The genital epithelial barrier is a crucial first line of defence against HIV, and epithelial disruption may enhance HIV susceptibility. Assessment of genital epithelial integrity requires biopsies, but their collection is not practical in many research settings. A validated biomarker of genital epithelial barrier integrity would therefore be useful. The purpose of this study was to evaluate soluble E-cadherin (sE-cad) as a marker of genital epithelial disruption. Using in vitro models of endocervical and foreskin epithelial cells, we assessed changes in sE-cad, IL-6, IL-1β, and IL-1α levels following mechanical disruption. We also assessed changes in sE-cad levels in vivo in cervicovaginal secretions after epithelial disruption by endocervical cytobrush sampling in Canadian women, and assessed the relationship between levels of sE-cad in coronal sulcus swabs to membrane-bound E-cadherin in the overlying foreskin tissue in Ugandan men. sE-cad levels immediately increased after in vitro epithelial physical disruption with the degree of elevation dependent on the extent of disruption, as did levels of IL-1β and IL-1α; this was followed by a delayed increase in IL-6 levels.
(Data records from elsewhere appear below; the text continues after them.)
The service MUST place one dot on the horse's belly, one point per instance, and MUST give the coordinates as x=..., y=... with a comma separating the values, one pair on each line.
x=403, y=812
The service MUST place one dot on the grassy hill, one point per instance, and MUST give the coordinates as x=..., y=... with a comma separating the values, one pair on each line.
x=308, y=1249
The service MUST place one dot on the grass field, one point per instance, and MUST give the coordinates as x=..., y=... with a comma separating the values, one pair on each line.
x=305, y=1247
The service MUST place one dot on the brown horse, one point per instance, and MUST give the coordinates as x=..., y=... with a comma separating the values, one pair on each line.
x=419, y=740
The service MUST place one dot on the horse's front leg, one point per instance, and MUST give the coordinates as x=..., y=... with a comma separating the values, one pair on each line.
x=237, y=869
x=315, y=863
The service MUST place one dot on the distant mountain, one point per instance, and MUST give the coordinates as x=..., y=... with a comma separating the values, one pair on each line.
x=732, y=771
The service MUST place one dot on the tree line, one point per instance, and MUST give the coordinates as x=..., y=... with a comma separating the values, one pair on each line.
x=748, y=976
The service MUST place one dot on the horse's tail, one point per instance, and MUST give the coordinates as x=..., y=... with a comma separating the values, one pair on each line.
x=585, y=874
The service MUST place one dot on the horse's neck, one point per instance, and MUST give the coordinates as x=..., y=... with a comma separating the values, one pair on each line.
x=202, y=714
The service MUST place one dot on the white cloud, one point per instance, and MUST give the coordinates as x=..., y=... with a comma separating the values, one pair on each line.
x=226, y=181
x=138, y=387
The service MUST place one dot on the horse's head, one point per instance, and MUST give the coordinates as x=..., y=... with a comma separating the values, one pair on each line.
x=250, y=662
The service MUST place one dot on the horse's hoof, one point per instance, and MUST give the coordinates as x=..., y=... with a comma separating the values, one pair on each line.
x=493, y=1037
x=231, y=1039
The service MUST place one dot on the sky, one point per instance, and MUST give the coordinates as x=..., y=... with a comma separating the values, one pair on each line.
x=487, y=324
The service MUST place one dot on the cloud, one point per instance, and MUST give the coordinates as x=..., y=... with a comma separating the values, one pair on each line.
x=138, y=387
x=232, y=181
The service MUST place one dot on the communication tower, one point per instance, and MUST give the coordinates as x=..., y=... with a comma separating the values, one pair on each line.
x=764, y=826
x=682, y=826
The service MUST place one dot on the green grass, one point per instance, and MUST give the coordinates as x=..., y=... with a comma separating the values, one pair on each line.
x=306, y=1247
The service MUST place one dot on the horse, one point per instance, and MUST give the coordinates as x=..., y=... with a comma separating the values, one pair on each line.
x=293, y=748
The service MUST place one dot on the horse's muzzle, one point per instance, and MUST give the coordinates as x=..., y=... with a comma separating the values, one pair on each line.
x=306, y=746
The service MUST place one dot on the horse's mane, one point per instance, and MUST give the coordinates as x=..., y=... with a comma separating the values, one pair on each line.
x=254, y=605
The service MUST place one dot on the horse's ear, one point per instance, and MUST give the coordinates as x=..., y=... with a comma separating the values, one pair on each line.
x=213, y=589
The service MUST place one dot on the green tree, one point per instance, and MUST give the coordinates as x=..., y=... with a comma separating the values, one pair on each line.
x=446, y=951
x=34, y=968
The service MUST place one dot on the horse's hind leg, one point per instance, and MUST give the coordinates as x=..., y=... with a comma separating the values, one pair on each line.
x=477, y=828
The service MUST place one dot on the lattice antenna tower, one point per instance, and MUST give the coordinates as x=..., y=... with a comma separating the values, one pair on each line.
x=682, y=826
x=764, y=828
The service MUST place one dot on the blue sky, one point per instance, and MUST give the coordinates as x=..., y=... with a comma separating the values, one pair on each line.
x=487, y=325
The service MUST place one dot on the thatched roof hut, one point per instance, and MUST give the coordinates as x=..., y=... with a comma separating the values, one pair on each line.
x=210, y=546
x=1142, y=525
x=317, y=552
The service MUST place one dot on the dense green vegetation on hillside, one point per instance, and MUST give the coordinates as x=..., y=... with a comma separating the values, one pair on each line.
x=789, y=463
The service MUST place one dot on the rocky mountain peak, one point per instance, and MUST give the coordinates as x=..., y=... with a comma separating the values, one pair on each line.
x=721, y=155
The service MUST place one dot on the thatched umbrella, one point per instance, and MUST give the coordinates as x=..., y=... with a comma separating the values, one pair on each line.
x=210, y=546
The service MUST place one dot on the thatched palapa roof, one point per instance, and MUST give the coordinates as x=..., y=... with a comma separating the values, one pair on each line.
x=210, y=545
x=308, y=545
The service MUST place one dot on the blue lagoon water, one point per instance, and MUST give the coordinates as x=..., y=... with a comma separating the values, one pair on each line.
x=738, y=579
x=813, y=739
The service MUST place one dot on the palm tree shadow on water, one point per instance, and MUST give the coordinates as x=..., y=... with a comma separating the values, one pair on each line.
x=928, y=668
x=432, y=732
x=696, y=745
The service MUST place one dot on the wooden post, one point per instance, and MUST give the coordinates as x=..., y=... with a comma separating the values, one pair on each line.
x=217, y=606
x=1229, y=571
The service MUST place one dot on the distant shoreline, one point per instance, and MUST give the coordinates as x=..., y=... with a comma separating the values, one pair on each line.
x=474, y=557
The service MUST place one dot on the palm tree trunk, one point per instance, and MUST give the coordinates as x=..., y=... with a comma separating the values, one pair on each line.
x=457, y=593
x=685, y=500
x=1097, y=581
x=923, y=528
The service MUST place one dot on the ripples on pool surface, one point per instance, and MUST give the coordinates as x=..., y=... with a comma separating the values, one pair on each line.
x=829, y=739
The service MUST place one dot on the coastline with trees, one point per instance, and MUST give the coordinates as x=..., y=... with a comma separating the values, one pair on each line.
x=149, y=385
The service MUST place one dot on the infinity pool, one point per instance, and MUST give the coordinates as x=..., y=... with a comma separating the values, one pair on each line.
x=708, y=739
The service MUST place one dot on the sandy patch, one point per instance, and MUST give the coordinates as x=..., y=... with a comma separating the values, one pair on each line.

In vivo results confirmed that sE-cad levels in cervicovaginal secretions were elevated 6h after cytobrush sampling when compared to baseline. Furthermore, levels of sE-cad in the prepuce were inversely correlated with the amount of membrane-bound E-cadherin of overlying tissue. Our results validate the use of sE-cad as a marker of epithelial disruption and demonstrate that the processes of physical disruption and inflammation in the genital tract are strongly intertwined.